Na Estação de Ceilândia Centro, as pessoas que utilizam o bilhete único tiveram que ficar mais de 40 minutos na fila (foto de destaque). “É um absurdo. Deveriam liberar as catracas”, disse o escriturário Robson Almeida, 35 anos. O Metrô-DF informou que solicitou ao Sindicato dos Metroviários uma lista de funcionários para trabalhar durante a greve, em cumprimento à decisão judicial. No entanto, eles não haviam se manifestado.

As estações abriram às 6h10 e ficaram abertas até as 10h. Os trens só voltam a circular às 16h30, na volta para casa, até às 20h30. Vinte dos 24 trens estão rodando. O serviço será garantido por pilotos e chefes de unidades. Das 24 estações, as da Asa Sul e Guariroba, em Ceilândia, só abrem para desembarque.

A Secretaria da Casa Civil, Relações Institucionais e Sociais recebeu representantes do Sindicato dos Metroviários do DF (Sindmetro-DF) na quinta (9), no Anexo do Palácio do Buriti. O subsecretário de Relações do Trabalho e do Terceiro Setor, Márcio Gimene, ouviu as reivindicações da categoria sobre reajuste salarial e nomeações.

A respeito do aumento, Gimene informou aos representantes que, apesar de ter saído do limite prudencial da Lei de Responsabilidade Fiscal (LRF), o governo ainda está em “situação de atenção”, não há condições de implementar despesas de caráter continuado sem nova fonte de receita.

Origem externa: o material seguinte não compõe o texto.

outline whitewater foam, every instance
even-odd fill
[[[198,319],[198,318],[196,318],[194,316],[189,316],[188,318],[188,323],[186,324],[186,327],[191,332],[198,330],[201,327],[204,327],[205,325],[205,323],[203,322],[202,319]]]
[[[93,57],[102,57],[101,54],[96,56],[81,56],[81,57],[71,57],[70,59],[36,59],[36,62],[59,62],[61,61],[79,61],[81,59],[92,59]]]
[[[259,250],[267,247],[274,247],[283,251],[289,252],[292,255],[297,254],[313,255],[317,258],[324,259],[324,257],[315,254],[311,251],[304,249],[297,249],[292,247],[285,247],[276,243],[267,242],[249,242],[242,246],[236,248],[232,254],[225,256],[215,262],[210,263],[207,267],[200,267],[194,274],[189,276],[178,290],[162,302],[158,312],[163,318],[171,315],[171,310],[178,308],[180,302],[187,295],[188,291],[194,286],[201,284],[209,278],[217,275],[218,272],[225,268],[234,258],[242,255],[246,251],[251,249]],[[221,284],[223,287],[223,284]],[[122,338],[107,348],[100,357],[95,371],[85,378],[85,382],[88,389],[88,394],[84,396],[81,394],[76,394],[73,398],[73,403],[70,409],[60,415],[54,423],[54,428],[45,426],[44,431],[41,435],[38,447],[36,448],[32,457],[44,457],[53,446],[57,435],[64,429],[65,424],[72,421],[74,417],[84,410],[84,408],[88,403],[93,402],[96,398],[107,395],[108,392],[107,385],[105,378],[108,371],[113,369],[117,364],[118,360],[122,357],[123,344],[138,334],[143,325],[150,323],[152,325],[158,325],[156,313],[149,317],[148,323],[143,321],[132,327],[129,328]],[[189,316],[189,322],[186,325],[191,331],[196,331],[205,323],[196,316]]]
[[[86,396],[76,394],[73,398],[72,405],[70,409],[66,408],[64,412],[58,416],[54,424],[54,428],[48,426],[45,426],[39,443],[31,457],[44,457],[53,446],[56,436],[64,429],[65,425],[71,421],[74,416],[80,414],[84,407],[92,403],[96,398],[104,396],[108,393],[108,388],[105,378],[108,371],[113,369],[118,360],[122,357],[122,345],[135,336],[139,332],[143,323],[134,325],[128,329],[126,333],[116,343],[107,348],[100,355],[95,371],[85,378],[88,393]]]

Ele acrescentou que as nomeações ocorrem conforme cronograma apresentado pela Secretaria de Planejamento, Orçamento e Gestão (Seplag-DF), visando equilíbrio financeiro do Estado.

Reivindicações
A categoria decidiu entrar em greve após assembleia na noite de quarta-feira (8/11), mesmo com decisão judicial determinando que 90% dos trens continuassem rodando nos horários de pico. A liminar do Tribunal Regional do Trabalho da 10ª Região (TRT 10) estipulou ainda a circulação de 60% da frota nos demais períodos até o fim da paralisação.

Os servidores reivindicam recomposição salarial no valor da inflação e a nomeação de mais de 600 aprovados em concurso. Após a última paralisação da categoria, em 2015, o GDF se comprometeu a cumprir as medidas. No entanto, segundo os metroviários, o acordo não foi respeitado.

O GDF, por sua vez, afirma que não há dotação orçamentária para a concessão de reajustes e a nomeação de servidores. Na sexta (10), às 15h, ambas as partes devem se encontrar em audiência de conciliação mediada pelo TRT 10.

Após a divulgação da liminar, a Secretaria de Mobilidade do DF (Semob-DF) informou que, mesmo com a determinação, “manterá um esquema especial que prevê o reforço da frota com mais 26 linhas que passam paralelas às estações saindo de Samambaia, Águas Claras, Taguatinga, Ceilândia e Guará. Além disso, a população contará com 67 veículos a mais, sendo 51 articulados e 16 padrons”.